Cars x CO2 emissions

This is the flagship polyglot example. It stitches public vehicle data to a CO2 concentration series, fans the unified table into Python, R, and built-in stat nodes, then renders an HTML narrative.

Source fixture: packages/core/test/fixtures/experiments/cars-emissions-narrative.

What it Teaches

SQL ingress can read public JSON directly through DuckDB.
JavaScript nodes can fetch and normalize external API/CSV data.
A single feature table can feed Python, R, and terminal stat nodes.
Python and R nodes can emit diagnostics and return tabular results.
Stat nodes are terminal report artifacts, not dataframe transforms.

DAG Shape

sql_cars_source ─┐
                 ├─► js_feature_build ─┬─► python_umap_embed
js_co2_fetch ────┘                     ├─► r_efficiency_trends
                                       ├─► t_test_us_vs_japan
                                       └─► anova_cylinders

js_feature_build is the apex dataframe.
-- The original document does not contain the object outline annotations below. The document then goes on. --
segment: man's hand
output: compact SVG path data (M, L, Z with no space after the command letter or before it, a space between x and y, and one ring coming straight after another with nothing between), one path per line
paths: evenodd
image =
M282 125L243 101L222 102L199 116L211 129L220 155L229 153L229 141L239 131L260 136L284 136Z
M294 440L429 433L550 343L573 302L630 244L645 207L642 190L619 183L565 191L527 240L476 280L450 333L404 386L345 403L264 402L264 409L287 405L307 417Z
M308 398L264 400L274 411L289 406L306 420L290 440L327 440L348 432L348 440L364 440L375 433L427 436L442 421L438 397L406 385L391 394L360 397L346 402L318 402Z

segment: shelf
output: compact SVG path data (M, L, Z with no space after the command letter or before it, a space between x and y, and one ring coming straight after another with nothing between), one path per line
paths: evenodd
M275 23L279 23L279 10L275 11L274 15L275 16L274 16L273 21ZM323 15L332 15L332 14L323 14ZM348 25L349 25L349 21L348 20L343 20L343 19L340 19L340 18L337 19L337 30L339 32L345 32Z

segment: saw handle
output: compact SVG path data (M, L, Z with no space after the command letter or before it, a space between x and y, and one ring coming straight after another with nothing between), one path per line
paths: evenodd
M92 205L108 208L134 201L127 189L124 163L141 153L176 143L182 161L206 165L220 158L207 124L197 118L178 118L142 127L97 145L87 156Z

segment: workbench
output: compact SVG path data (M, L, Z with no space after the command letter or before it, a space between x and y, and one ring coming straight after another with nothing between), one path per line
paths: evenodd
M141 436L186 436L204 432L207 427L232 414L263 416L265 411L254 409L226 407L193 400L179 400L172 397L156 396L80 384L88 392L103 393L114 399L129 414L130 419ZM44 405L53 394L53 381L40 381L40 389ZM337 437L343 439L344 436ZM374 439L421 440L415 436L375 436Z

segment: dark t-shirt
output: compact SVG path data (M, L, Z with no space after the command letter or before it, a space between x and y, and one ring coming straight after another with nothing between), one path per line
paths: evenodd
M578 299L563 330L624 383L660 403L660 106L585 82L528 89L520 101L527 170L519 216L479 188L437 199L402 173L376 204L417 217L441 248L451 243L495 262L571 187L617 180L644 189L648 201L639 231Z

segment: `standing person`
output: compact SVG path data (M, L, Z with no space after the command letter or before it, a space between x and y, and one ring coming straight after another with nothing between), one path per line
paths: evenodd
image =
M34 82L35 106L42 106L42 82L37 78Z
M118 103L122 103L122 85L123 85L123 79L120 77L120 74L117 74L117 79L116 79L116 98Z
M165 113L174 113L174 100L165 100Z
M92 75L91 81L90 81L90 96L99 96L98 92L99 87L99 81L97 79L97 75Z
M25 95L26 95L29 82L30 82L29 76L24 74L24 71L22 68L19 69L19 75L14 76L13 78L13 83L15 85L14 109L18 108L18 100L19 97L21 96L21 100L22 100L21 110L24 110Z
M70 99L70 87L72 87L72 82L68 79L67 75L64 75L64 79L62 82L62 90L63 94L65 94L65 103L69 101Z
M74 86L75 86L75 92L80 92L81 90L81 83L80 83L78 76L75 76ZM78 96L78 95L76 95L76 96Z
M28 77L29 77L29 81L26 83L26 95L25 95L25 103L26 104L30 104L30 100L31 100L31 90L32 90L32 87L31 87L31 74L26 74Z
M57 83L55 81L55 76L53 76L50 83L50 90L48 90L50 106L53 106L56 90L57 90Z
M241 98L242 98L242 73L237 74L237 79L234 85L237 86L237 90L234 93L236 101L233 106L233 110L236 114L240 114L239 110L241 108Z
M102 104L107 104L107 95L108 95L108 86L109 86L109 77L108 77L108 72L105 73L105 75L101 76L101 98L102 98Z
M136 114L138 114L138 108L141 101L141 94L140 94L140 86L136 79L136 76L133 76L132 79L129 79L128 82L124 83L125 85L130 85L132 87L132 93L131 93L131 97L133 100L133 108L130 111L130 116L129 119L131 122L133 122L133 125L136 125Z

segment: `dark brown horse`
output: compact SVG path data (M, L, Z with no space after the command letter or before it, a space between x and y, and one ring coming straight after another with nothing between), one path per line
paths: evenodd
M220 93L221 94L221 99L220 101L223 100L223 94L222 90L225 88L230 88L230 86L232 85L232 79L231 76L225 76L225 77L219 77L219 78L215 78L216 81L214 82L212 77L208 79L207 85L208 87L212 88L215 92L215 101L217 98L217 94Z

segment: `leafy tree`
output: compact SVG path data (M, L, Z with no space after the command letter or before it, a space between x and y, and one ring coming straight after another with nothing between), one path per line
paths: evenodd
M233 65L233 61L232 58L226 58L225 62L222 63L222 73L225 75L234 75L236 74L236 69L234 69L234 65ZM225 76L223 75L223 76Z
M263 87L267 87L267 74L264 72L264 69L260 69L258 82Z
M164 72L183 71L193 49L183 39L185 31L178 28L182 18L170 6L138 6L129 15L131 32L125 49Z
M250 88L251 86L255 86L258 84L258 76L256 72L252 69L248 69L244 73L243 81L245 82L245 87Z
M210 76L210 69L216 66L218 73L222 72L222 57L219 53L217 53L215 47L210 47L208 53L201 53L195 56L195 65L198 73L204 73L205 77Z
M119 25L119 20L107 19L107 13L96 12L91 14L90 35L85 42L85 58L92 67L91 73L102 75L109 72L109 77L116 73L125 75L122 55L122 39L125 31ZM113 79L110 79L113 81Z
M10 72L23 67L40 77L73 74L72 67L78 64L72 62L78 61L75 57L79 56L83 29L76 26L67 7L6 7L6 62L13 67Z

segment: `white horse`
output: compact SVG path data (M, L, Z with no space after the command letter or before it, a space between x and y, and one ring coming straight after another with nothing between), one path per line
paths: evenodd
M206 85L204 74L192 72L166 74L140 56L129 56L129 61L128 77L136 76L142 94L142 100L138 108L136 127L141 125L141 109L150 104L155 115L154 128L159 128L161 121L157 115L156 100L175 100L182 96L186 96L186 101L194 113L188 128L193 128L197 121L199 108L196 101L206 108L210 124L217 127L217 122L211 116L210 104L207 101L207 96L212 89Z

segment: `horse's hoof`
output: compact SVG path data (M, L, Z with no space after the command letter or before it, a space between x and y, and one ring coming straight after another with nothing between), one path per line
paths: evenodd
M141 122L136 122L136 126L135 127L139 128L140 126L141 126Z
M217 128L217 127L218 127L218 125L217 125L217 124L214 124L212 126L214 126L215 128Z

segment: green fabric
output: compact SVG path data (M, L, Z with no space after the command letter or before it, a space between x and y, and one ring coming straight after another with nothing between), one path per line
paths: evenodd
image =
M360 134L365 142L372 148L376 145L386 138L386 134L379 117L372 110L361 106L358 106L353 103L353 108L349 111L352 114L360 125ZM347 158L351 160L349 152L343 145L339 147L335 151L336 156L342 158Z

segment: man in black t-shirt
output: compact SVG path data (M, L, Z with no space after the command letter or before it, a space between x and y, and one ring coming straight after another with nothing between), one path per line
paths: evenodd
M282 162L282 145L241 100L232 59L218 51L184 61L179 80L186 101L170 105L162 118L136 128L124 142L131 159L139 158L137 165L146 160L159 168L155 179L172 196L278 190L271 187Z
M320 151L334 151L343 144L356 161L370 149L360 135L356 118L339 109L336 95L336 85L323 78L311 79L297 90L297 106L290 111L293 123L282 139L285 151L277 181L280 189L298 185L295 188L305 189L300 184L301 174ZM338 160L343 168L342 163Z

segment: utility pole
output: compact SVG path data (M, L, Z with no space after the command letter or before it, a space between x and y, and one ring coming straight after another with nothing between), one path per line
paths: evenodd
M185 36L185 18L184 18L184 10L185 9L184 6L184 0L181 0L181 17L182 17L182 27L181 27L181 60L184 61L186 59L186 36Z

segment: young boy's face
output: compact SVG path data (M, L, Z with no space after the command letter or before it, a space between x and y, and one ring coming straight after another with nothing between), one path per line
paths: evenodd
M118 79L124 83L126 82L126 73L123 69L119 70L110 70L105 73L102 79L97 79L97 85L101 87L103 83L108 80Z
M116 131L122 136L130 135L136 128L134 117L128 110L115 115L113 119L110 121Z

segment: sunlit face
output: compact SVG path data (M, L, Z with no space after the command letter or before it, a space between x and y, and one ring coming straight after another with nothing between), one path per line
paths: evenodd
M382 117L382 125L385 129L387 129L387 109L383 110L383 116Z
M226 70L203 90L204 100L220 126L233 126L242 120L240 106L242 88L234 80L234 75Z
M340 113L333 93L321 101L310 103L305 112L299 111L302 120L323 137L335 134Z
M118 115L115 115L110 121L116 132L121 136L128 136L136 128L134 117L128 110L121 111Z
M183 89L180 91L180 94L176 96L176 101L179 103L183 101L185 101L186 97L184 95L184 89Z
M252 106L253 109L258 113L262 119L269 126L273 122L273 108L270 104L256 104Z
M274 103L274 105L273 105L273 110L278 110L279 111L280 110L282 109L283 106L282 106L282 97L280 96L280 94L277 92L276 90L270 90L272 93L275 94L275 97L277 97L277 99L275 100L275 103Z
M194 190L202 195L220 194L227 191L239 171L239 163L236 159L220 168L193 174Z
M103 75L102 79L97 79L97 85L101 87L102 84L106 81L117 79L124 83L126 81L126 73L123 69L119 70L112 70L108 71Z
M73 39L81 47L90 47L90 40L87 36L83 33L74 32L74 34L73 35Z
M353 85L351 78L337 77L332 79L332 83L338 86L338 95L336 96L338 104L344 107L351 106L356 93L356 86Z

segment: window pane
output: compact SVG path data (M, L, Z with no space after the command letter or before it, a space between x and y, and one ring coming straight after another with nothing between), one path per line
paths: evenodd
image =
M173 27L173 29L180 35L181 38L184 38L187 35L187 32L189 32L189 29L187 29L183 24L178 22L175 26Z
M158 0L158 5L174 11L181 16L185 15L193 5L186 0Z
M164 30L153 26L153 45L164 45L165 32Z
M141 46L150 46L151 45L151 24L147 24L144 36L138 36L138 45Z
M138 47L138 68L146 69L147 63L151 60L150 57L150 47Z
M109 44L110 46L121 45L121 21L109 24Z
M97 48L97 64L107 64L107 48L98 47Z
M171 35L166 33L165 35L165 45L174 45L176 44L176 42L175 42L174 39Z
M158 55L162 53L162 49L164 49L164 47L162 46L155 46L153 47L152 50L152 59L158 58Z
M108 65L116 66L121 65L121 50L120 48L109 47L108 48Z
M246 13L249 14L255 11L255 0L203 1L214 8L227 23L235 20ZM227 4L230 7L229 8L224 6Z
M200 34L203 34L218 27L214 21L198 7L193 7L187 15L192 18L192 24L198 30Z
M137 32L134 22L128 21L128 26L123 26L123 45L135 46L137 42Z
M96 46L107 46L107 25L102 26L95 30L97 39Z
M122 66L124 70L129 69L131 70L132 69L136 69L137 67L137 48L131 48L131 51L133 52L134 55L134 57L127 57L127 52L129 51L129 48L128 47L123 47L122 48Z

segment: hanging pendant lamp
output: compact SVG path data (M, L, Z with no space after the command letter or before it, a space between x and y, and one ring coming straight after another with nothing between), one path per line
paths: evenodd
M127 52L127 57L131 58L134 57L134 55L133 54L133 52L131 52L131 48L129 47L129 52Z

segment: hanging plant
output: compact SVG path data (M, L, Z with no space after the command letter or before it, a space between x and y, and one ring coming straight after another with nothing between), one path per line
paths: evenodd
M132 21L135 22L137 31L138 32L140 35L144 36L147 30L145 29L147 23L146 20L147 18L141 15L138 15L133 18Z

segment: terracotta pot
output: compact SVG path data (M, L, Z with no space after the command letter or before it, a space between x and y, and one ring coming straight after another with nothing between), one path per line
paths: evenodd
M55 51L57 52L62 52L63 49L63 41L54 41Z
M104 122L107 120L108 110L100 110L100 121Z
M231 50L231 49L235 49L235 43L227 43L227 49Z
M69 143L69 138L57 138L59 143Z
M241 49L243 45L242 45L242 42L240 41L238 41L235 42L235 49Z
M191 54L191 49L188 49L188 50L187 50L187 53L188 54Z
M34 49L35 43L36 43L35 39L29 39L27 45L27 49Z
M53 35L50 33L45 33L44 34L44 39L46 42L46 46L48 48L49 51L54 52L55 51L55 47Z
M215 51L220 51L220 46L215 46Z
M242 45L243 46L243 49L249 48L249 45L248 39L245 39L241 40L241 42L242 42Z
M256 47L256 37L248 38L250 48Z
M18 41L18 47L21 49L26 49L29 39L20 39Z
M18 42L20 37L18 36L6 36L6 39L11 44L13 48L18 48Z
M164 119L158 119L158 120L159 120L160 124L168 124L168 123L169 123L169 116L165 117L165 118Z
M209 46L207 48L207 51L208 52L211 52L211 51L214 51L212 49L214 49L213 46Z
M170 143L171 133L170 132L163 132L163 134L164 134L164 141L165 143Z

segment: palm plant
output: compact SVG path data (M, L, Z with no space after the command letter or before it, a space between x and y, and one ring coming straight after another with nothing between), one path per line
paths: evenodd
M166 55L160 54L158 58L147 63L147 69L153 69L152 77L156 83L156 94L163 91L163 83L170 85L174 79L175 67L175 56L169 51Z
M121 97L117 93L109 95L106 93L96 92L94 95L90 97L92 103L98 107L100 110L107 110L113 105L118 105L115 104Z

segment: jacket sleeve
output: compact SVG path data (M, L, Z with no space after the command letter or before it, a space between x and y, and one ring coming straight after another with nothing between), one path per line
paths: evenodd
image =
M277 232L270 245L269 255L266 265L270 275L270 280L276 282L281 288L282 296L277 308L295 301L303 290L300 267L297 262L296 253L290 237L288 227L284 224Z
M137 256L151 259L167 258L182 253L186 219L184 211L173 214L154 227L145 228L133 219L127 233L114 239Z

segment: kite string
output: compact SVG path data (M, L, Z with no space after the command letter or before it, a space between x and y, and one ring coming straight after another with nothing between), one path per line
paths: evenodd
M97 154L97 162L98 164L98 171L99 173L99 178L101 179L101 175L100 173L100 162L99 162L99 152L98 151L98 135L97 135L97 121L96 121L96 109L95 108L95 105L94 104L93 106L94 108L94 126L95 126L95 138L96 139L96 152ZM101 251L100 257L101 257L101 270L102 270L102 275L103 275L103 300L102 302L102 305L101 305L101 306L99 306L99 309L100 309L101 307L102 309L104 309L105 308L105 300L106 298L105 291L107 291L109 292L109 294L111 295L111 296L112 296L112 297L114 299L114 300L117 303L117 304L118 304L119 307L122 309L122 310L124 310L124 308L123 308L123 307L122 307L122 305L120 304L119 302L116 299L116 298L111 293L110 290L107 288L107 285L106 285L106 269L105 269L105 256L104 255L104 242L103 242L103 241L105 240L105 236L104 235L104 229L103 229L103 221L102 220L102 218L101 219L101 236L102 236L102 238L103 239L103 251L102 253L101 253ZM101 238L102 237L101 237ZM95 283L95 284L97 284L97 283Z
Everything downstream consumes the same vehicle-plus-CO2 feature table.

Important Nodes

specification_version: "2.1"
nodes:
  - id: sql_cars_source
    kind: sql
    source: scripts/sql_cars_source.sql

  - id: js_co2_fetch
    kind: javascript
    source: scripts/js_co2_fetch.js

  - id: js_feature_build
    kind: javascript
    in:
      cars: sql_cars_source
      co2_yearly: js_co2_fetch
    source: scripts/js_feature_build.js

  - id: python_umap_embed
    kind: python
    in:
      features: js_feature_build
    source: scripts/python_umap.py

  - id: r_efficiency_trends
    kind: r
    in:
      features: js_feature_build
    source: scripts/r_efficiency_trends.R

  - id: t_test_us_vs_japan
    kind: t_test
    inputs: [js_feature_build]
    valueColumn: miles_per_gallon
    groupColumn: origin
    groupA: USA
    groupB: Japan
    equalVariance: false

The SQL source is a DuckDB query:

SELECT
  CAST(Name AS VARCHAR) AS name,
  CAST(Miles_per_Gallon AS DOUBLE) AS miles_per_gallon,
  CAST(Cylinders AS INTEGER) AS cylinders,
  CAST(Horsepower AS DOUBLE) AS horsepower,
  CAST(Year AS VARCHAR) AS year_str,
  CAST(Origin AS VARCHAR) AS origin
FROM read_json_auto(
  'https://raw.githubusercontent.com/vega/vega-datasets/main/data/cars.json'
)
WHERE Miles_per_Gallon IS NOT NULL
  AND Horsepower IS NOT NULL

The JavaScript CO2 fetch node is ingress-style: it has no in: slots and returns a named table output.

export default defineNode({
  in: {},
  out: { co2_by_year: 'table' },
  async run() {
    const response = await fetch(DEFAULT_URL)
    const text = await response.text()
    return { co2_by_year: parseAnnualRows(text) }
  },
})

Run It

Python and R sidecars are required for the full run:

git clone https://github.com/danielsjoo/rime
cd rime

export RIME_PYTHON_BIN=/path/to/python
export RIME_RSCRIPT_BIN=/path/to/Rscript

rime validate packages/core/test/fixtures/experiments/cars-emissions-narrative/pipeline.dag.yaml
rime run packages/core/test/fixtures/experiments/cars-emissions-narrative/pipeline.dag.yaml

The fixture also includes a hand-authored report spec:

rime build \
  packages/core/test/fixtures/experiments/cars-emissions-narrative/pipeline.dag.yaml \
  --report packages/core/test/fixtures/experiments/cars-emissions-narrative/report.yaml

The run writes:

outputs/js_co2_fetch/co2_by_year.parquet
outputs/js_feature_build/features.parquet
outputs/python_umap_embed/default.parquet
outputs/r_efficiency_trends/default.parquet
outputs/t_test_us_vs_japan/default.json
outputs/anova_cylinders/default.json
outputs/d3_umap_scatter/default.html
outputs/cars-emissions-narrative-report.html

What To Inspect

scripts/sql_cars_source.sql for DuckDB URL ingress.
scripts/js_co2_fetch.js for a JavaScript API/CSV fetch node.
scripts/python_umap.py for a Python diagnostic transform.
scripts/r_efficiency_trends.R for an R statistical transform.
report.yaml to see the compatibility path for hand-authored report prose and ordering.

Requirements

Install the packages expected by the fixture before running the Python/R nodes:

Runtime	Packages
Python	`pandas`, `numpy`, `pyarrow`, `matplotlib`, `scikit-learn`, `umap-learn`
R	`jsonlite`, `arrow`, `ggplot2`, `dplyr`, `boot`

For a no-sidecar example, start with DuckDB single source or Single-file pipeline.